There was no arguing with a rifle. Johann turned to leave. His thoughts raced. The moon was favourable, so was the ground outside—he knew every metre of it by heart—so was the shadowed side of the house, so was the short distance to the
trees at the back; yes, there was a chance, if he could trip the young man at the door and let him block it for the few moments needed. There was a chance. He said, “
You’ve
some questions to answer. What the hell do you think you’re doing? Mucking up my place, all for an old rucksack that’s been left for repairs.”

“A rucksack with water stains and lake slime dried on it? Come on, move out! We’ve waited long enough for you this evening.” He nodded to the man at the kitchen door, who moved quickly across the room, pocketing his revolver, to stand behind Johann. “Hands at your back!”

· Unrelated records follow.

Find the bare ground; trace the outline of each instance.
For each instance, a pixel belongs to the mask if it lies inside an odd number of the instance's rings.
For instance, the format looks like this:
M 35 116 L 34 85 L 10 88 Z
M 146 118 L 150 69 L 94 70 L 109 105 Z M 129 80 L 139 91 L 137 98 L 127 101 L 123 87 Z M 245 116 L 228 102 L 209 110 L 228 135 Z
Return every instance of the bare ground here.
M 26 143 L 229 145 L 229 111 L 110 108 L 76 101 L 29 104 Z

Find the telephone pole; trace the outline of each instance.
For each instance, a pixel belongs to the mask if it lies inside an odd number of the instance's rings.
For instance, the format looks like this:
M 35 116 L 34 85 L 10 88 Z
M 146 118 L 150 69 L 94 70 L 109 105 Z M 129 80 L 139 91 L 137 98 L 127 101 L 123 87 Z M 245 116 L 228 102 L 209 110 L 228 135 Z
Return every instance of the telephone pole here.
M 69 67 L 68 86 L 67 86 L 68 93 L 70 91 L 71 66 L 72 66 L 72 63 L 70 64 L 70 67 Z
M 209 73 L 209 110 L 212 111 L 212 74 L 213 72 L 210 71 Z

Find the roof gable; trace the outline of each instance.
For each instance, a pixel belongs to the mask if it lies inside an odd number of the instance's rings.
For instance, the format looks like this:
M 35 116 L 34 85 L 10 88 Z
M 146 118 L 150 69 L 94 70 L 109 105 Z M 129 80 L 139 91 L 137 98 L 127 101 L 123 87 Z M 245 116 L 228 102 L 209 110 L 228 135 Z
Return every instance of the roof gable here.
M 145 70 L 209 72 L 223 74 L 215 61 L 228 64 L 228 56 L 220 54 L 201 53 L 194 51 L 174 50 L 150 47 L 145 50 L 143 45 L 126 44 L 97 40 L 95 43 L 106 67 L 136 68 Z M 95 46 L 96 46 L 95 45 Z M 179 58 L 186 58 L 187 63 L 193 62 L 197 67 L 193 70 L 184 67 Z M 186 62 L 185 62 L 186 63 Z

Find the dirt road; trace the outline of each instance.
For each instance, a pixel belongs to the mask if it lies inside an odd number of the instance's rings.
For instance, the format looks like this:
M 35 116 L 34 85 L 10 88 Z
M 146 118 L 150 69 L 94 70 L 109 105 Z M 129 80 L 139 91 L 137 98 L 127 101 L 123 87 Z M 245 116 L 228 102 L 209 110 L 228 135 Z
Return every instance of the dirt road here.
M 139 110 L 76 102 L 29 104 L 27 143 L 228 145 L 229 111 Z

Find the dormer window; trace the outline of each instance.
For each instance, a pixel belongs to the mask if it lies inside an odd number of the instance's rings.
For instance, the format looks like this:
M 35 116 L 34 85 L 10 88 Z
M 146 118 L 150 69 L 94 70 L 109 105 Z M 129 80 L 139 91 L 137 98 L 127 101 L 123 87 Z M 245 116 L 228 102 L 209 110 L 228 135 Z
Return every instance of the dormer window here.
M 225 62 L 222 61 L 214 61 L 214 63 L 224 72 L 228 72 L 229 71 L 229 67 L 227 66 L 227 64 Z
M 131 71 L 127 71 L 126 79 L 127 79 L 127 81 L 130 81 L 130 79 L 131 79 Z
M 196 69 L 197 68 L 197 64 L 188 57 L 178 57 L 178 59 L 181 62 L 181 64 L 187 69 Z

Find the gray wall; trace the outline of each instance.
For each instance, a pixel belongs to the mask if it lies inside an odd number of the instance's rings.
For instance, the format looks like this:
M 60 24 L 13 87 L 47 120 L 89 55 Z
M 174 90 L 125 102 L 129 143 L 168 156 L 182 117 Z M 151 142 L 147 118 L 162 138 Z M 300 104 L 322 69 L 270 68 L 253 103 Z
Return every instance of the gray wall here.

The chance was fading, Johann thought as he obeyed slowly. Handcuffs? These strangers had come well prepared. He brought his elbows smartly up against the man’s chest before the handcuffs could be fixed, knocked down the raised wrist of the young man blocking the door so that his shot splintered the wooden floor, shouldered him aside. Yes, there was a chance.

But the man behind Johann ended it. He brought down the handcuffs on Johann’s head, sending him staggering to his knees. Roughly, quickly, the handcuffs were snapped around Johann’s wrists. Half-dazed, he was pulled to his feet.

The man with the rifle was giving the orders. “Take his other arm,” he told the one who had used the handcuffs. “We’ll get him to the car, and you—” he looked hard at the young bungler who had fired the shot—“follow us in his jeep. You know where to hide it. And no more mistakes.” He swung the rucksack over his shoulder and, with help from Johann’s other side, began taking him through the door. “Lose no time,” he warned the young man as they passed him. “Switch off the lights, put the key back where we found it.” Everything had to be spelled out nowadays, he thought bitterly.